While accountability remains the cornerstone of deterring and preventing reoffending, this fragmentation creates zones of operational impunity that criminal groups readily exploit. A lack of accountability does more than leave past abuses unaddressed; it increases the propensity of networks to re-engage in exploitation by signalling lack of institutional capacity or momentum. When successful prosecution rates are low, the cost-benefit ratio tilts in favour of re-engagement, and the likelihood of criminal network expansion increases.

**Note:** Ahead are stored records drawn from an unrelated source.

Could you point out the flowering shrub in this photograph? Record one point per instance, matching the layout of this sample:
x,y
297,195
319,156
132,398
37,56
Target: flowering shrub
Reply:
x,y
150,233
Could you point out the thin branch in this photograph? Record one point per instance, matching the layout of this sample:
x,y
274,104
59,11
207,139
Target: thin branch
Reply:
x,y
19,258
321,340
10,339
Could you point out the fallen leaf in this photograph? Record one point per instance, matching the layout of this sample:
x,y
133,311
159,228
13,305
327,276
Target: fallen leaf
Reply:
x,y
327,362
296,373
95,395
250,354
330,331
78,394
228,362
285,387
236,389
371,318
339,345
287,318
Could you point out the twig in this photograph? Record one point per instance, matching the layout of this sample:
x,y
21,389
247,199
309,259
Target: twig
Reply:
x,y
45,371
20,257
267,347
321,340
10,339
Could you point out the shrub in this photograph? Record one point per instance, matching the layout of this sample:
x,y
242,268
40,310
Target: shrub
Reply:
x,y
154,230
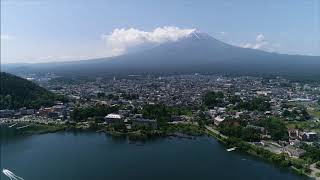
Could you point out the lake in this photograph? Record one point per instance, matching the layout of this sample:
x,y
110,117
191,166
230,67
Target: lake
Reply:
x,y
96,156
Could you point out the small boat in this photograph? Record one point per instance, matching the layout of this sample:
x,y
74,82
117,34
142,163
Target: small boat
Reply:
x,y
231,149
13,125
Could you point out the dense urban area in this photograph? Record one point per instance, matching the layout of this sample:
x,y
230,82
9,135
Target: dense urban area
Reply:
x,y
272,118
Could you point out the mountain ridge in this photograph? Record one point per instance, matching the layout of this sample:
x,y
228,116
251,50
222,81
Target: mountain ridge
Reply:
x,y
198,52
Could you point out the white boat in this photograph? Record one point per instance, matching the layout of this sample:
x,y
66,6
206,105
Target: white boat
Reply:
x,y
13,125
231,149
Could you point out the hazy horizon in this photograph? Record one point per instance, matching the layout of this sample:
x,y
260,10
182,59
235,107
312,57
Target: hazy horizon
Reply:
x,y
46,31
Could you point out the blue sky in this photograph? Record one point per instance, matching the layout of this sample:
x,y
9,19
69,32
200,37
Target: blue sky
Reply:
x,y
58,30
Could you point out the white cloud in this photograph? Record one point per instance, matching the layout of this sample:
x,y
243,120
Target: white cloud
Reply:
x,y
260,43
6,37
120,40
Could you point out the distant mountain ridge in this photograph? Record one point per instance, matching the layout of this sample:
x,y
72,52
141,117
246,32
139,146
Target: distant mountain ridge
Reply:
x,y
16,92
199,52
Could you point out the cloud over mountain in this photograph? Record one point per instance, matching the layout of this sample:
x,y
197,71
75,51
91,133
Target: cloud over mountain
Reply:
x,y
259,43
120,40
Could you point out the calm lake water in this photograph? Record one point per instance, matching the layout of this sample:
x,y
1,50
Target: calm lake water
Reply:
x,y
95,156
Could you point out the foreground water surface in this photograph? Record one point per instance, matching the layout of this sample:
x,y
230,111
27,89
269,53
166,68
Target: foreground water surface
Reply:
x,y
95,156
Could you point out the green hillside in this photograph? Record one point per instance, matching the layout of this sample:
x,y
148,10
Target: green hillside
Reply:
x,y
16,92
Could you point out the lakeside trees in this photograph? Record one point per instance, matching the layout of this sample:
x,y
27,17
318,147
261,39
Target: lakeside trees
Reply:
x,y
276,128
97,112
16,92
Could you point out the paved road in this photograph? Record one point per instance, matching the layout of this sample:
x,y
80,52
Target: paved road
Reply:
x,y
314,171
215,132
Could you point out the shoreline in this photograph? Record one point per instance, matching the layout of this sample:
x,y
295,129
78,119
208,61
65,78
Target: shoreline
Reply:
x,y
139,135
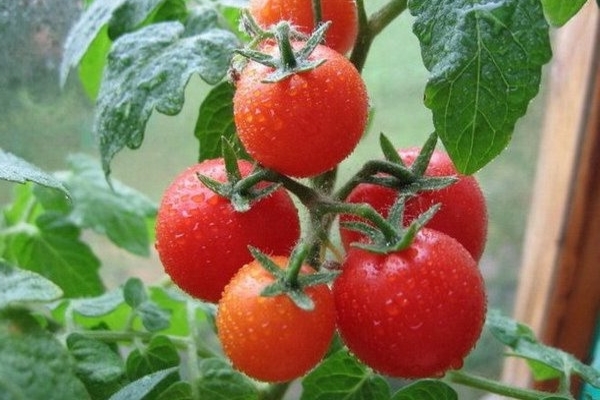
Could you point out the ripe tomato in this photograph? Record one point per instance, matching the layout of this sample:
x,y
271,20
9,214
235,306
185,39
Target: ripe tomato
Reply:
x,y
463,214
202,241
342,14
305,124
270,338
414,313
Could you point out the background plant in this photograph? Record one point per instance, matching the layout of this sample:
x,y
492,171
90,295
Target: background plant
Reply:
x,y
55,306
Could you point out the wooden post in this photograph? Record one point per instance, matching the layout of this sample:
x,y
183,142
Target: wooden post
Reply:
x,y
559,289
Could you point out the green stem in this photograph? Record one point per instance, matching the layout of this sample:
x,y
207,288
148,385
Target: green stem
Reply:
x,y
192,349
364,38
489,385
371,168
295,264
317,12
365,211
369,28
274,391
288,58
307,196
388,13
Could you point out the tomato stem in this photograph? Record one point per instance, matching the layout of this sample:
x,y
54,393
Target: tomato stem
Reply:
x,y
492,386
370,27
274,391
288,58
365,211
295,264
317,12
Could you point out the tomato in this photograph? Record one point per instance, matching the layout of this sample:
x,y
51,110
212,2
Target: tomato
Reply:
x,y
305,124
414,313
463,214
342,14
270,338
202,241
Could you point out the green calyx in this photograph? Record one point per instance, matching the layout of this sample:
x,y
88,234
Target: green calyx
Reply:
x,y
388,235
290,282
290,61
241,191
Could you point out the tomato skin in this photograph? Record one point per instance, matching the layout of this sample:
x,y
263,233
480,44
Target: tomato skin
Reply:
x,y
414,313
343,15
305,124
463,214
270,338
202,241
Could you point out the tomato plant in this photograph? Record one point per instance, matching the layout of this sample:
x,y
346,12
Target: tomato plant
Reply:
x,y
463,212
413,313
270,338
202,240
318,116
301,14
303,313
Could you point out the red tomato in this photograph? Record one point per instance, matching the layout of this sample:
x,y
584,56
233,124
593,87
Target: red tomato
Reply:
x,y
202,241
463,214
305,124
270,338
414,313
342,14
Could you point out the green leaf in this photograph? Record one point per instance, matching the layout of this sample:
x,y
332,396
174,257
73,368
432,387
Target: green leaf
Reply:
x,y
100,305
149,69
134,292
15,169
91,65
215,121
18,286
52,248
160,354
426,389
559,12
84,32
218,381
341,376
177,306
97,365
119,212
137,390
542,358
134,13
153,317
485,59
177,391
34,364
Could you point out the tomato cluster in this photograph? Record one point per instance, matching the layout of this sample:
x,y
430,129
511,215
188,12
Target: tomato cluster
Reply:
x,y
409,309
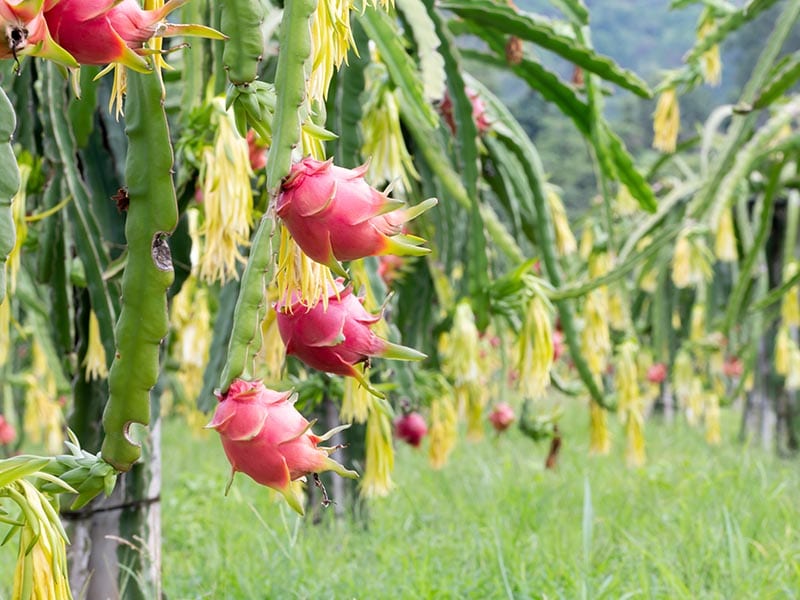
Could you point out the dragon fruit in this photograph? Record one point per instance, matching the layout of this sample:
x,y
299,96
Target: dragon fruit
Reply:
x,y
266,437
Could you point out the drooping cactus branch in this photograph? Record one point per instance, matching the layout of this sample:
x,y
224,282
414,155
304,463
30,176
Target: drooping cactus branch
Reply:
x,y
143,322
295,45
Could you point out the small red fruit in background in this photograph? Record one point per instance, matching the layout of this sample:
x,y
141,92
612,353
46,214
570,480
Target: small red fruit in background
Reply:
x,y
411,428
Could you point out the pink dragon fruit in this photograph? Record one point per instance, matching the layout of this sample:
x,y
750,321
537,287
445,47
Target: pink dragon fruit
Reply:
x,y
657,372
411,428
336,338
27,33
502,416
265,437
98,32
333,214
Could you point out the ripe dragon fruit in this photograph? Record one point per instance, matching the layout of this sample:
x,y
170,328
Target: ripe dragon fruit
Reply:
x,y
265,437
411,428
502,416
337,337
333,214
98,32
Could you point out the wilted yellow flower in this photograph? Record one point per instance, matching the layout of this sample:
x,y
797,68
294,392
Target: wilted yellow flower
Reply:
x,y
587,240
444,430
384,146
667,121
43,418
792,381
649,281
535,348
682,375
617,309
713,435
116,100
790,303
691,262
725,242
18,212
695,401
783,342
599,435
227,200
94,362
463,346
190,320
631,403
626,379
273,351
379,462
356,401
41,569
710,60
331,38
697,329
296,273
596,337
565,240
634,435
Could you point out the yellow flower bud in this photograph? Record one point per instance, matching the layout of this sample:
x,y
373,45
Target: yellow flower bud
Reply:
x,y
443,431
667,121
710,60
227,200
713,435
389,159
94,362
695,402
697,329
599,435
682,375
565,240
634,434
725,242
535,349
790,304
18,212
691,262
356,401
783,342
379,462
587,240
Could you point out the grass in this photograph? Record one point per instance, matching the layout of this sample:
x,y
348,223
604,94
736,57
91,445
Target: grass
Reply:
x,y
696,522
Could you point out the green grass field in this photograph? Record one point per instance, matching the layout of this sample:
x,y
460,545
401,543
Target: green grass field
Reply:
x,y
696,522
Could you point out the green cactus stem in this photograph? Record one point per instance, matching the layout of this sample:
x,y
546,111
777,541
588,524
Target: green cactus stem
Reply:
x,y
143,321
295,45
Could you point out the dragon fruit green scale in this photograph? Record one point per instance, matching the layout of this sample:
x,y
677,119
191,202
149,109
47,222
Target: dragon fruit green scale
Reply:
x,y
266,437
335,215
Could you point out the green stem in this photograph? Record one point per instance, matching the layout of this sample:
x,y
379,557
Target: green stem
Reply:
x,y
143,321
9,184
295,45
741,128
737,297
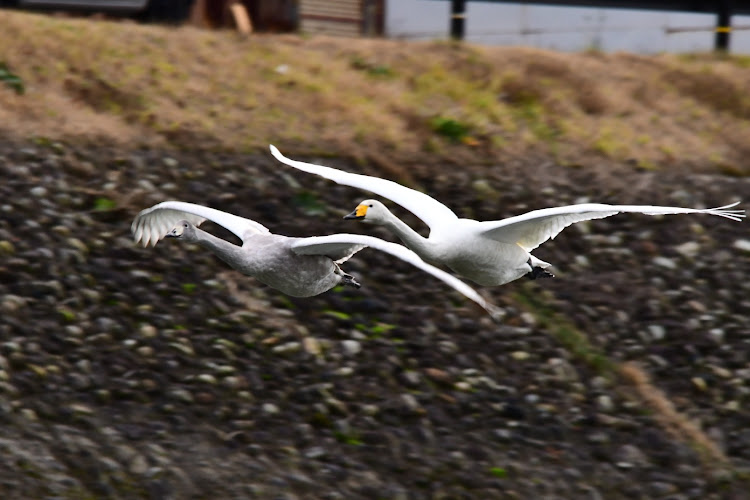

An effective response to migrant smuggling and trafficking requires two sides of the same coin: robust law-enforcement action targeting criminal masterminds and financial structures, alongside sustained protection measures that reduce vulnerabilities and enable victims’ safe participation in justice processes. Neglecting either dimension entrenches cycles of exploitation. When protection and law enforcement work in tandem, criminal incentives weaken, victim trust in institutions increases; eroding the broader ecosystem that sustains smuggling and trafficking.

 

About the author

Solène Jolly is Project Officer for the Rabat Process. Solène has over a decade of legal and policy experience in international human rights and refugee law, migration and border governance, and disarmament. Previously, she served as Human Rights Officer for the UN High Commissioner for Human Rights (OHCHR), advising on European and North African human-rights-based approaches to migration and border governance. She also led capacity-building events for States Parties and advised on treaty implementation. at the Organisation for the Prohibition of Chemical Weapons (OPCW); and served as a Negotiator Adviser at the French Ministry for Europe and Foreign Affairs, focusing on the reform of the Common European Asylum System, the EU Pact on Migration and Asylum, and EU approaches to rescue and disembarkation at sea.

¹ Smuggling involves facilitating irregular entry in exchange for financial or material gain, while trafficking centres on the exploitation of individuals through coercion, deception, force, or abuse of vulnerability.